Will bumper yield of pulses derail India’s deal with Mozambique?
New Delhi: A bumper crop should ordinarily mean good news but a record harvest of pulses in India last year has led to a problem of plenty. So much so that India seems unable to keep a commitment it made to Mozambique last year to import pigeon peas—a popular pulse variety locally known as arhar—prompting a visit by Mozambican officials to New Delhi to seek clarity on the matter.
The MoU or pact signed with Mozambique to buy arhar grown there was seen as the centrepiece of Prime Minister Narendra Modi’s visit to the East African country in last July. It followed consecutive years of drought in India with production dipping to 16 million tonnes in 2015-16, the lowest in six years.
But with farm gate prices of pulses crashing in India—following a record crop of 23 million tonnes in 2016-17 and a surge in imports at 6.6 million tonnes—the import of 125,000 tonnes of pigeon peas from Mozambique in 2017-18 seems a commitment New Delhi cannot keep. And it is a development that could seriously mar India’s reputation on the resource rich continent where India has been trying to boost its presence economically, politically as well as strategically in the face of China’s growing footprint.
A directorate general of foreign trade notification dated 5 August says the restriction on imports does not apply to the Indian government’s import commitments “under any bilateral/regional agreement/MoU.”
But news reports from Mozambique says India has imposed quotas on pigeon pea imports, listing it under the “restricted” category of imports from the “free” with a stricture saying that only 200,000 tonnes of pigeon peas can be imported in any one fiscal year. India has so far imported 30,000 tonnes out of its committed 125,000 tonnes for 2017-18, a report in the Club of Mozambique news website said. According to the text of the MoU, available on the website of India’s consumer affairs ministry, India has committed to buy 125,000 tonnes of pigeon peas in 2017-18.
Two Indian government officials confirmed that officials from Mozambique were in New Delhi last week to discuss the subject of exports of pulses under the terms of the MoU. Indian foreign ministry spokesman Raveesh Kumar said Mozambican officials from the Instituto de Cereais de Mozambique had met ministry of consumer affairs officials on Thursday.

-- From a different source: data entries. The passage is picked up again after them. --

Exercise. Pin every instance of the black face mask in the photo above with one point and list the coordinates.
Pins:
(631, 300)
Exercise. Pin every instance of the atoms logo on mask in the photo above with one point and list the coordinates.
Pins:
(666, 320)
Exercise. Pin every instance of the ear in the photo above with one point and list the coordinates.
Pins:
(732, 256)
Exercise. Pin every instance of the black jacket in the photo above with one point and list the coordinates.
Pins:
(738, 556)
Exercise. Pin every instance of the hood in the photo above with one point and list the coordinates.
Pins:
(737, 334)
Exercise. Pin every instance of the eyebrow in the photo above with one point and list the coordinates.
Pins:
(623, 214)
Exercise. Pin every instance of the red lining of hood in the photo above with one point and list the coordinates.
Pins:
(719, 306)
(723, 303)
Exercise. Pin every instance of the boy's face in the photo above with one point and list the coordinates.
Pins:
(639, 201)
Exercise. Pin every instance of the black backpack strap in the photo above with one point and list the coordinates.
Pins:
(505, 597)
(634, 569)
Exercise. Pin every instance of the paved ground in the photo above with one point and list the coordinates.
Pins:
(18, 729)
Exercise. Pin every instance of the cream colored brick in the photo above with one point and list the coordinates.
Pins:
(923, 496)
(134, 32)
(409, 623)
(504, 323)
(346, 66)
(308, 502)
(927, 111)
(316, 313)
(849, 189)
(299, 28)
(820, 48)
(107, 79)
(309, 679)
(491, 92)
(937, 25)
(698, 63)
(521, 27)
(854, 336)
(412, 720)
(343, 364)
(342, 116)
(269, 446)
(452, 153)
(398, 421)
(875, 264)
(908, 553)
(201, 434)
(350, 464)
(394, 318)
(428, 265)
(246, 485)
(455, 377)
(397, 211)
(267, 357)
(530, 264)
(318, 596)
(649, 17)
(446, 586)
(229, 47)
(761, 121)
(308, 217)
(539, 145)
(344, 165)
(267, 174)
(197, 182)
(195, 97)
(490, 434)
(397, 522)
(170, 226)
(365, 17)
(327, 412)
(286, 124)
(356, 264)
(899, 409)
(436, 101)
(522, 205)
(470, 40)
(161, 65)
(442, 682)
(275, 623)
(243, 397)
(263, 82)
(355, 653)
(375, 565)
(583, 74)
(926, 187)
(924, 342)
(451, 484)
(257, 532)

There was no confirmation of any breakthrough in Thursday’s meeting. But a commerce ministry official speaking under condition of anonymity said India was keeping an eye on the pulses production in Mozambique, season for which started in October. “India stands by its five-year commitment to buy pulses from Mozambique. It may happen that we will buy less than 1.25 lakh tonne this year and compensate it by buying more next year,” he added.
The Indian high commission in Mozambique and the Mozambican high commission in New Delhi were unavailable for comments.
Analysts say any reluctance on India’s part to keep to its agreement could cost it precious goodwill that it has been trying to shore up in Africa for some years now.
India’s inability to honour its pact with Mozambique “is a very unfortunate development,” said Biswajit Dhar, a professor of economics and trade at the New Delhi-based Jawaharlal Nehru University. “India was sold as a promising market last year but now access has been withdrawn given that our pulses production is good. This sends out a very negative signal to our African partners about India,” Dhar said. “Given that pulse production is irregular—sometimes high and sometimes low—we should not have signed an MoU that binds us to buying a certain amount every year. If you take the initiative and suddenly pull out, you are not seen as a reliable partner,” he said.
Once a major influence on the continent in the 1960s and 1970s thanks to its support for freedom movements in African countries, India saw its clout wane in the decades since—with countries like Japan and China making inroads into the continent with aid packages and infrastructure projects. New Delhi has been trying to refashion its ties with Africa with its India-Africa Summit outreach efforts with the first such event being held in New Delhi in 2008. This initiative was followed by two more such summits—in Addis Ababa (2011) and in New Delhi (2015). In the last three years, there have been 16 visits to Africa by the Indian President, vice-president and the Prime Minister—a calculated move to keep up engagement with Africa given that the next India-Africa Summit is scheduled in 2020.
Africa is seen as important for India for several reasons. It forms the western boundary of the Indian Ocean through though which a major chunk of India’s energy supplies as well as trade passes. “With GDP growth in Africa going up, it is a market for goods and services from India,” said Lalit Mansingh, former foreign secretary. “With India looking for a larger say in international issues especially at the UN, Africa is important as India looks for support at the UN Security Council,” Mansingh said.
Asit Ranjan Mishra contributed to this story.